By JR on Monday, March 26, 2012
ANZAC day is close to the heart of most Australians. It is the day we remember our many fine young men who died in war. It is often described as Australia's most sacred day. Criticizing it will both discredit the critic and lead to emphasized support for the commemorations. Gillard should have rejected this mealy-mouthed bureaucratic garbage immediately. As it is, it is now associated with her government. She's brainless and so are her ministers
THE Federal Government has been warned that celebrating the centenary of Anzac Day could provoke division in multicultural Australia - and that there are "risks" in honouring our fallen soldiers.
The centenary is a "double-edged sword" and a "potential area of divisiveness" because of multiculturalism, a taxpayer-funded report from 2010 finds.
Bureaucrats spent almost $370,000 for focus-group testing and a research paper used by the Government to guide commemoration plans, which listed multiculturalism under "risks and issues" to avoid "unexpected negative complications".

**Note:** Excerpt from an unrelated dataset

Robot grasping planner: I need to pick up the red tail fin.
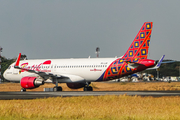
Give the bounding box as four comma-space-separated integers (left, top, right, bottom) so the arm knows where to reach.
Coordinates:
123, 22, 153, 59
15, 53, 21, 67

Diggers groups slammed the report, saying Australians supported the April 2015 centenary celebrations, which are expected to stop the nation, and include travelling exhibitions and special remembrance services.
The report also says organisers should avoid references to current military action because it is "unpopular with young people".
The paper states: "Commemorating our military history in a multicultural society is something of a double-edged sword.
"While the 100th anniversaries are thought to provide some opportunity for creating a greater sense of unity, it is also recognised as a potential area of divisiveness."
More research into the impact of Anzac Day commemorations on recently arrived migrants was suggested.
But the report acknowledged that making the centenary events "overly political correct" would not be well received generally or by military personnel.
Commemorations should be "culturally sensitive and inclusive", the paper said.
It said events to mark the centenary and wars which had claimed the lives of more than 100,000 Australians should not be "unrelentingly gloomy". Any commemoration "needs to allow a positive end, make it uplifting after being reflective".
"Commemoration fatigue" was identified in focus groups if events spanned a planned four years - the same amount of time Australians spent fighting in hellish conditions at places including Gallipoli and the Western Front during World War I.
The paper has been panned by the RSL, which maintains Australia's enthusiasm for the day remains as strong as ever.
RSL national president Ken Doolan, a member of the Anzac Day National Commission and the Anzac Centenary advisory board, said Anzac Day held a "central place in Australia". "The Australian people have said overwhelmingly that they want the centenary celebrated," he said.
Victorian RSL president David McLachlan said the commemoration had the full support of Australia's Turkish communities and the Turkish Government. There were no multicultural issues with the planned event, Mr McLachlan said.
Ray Brown, of the Injured Service Persons Association, was horrified by the spending. "We've always seemed to get it right, we have never offended anybody. "We seem to be able to acknowledge war is not a nice thing and that people on both sides lose out - and we have never had to spend $300,000 combined, let alone in one year," he said.
The cost is on top of more than $103,000 on focus groups to discuss "branding concepts" for the centenary in 2015.
A spokesman for Veterans Affairs Minister Warren Snowdon said the research paper was to "gain an understanding of the views, perceptions, knowledge and aspirations of the Australian people in relation to Anzac commemoration and the impending centenary".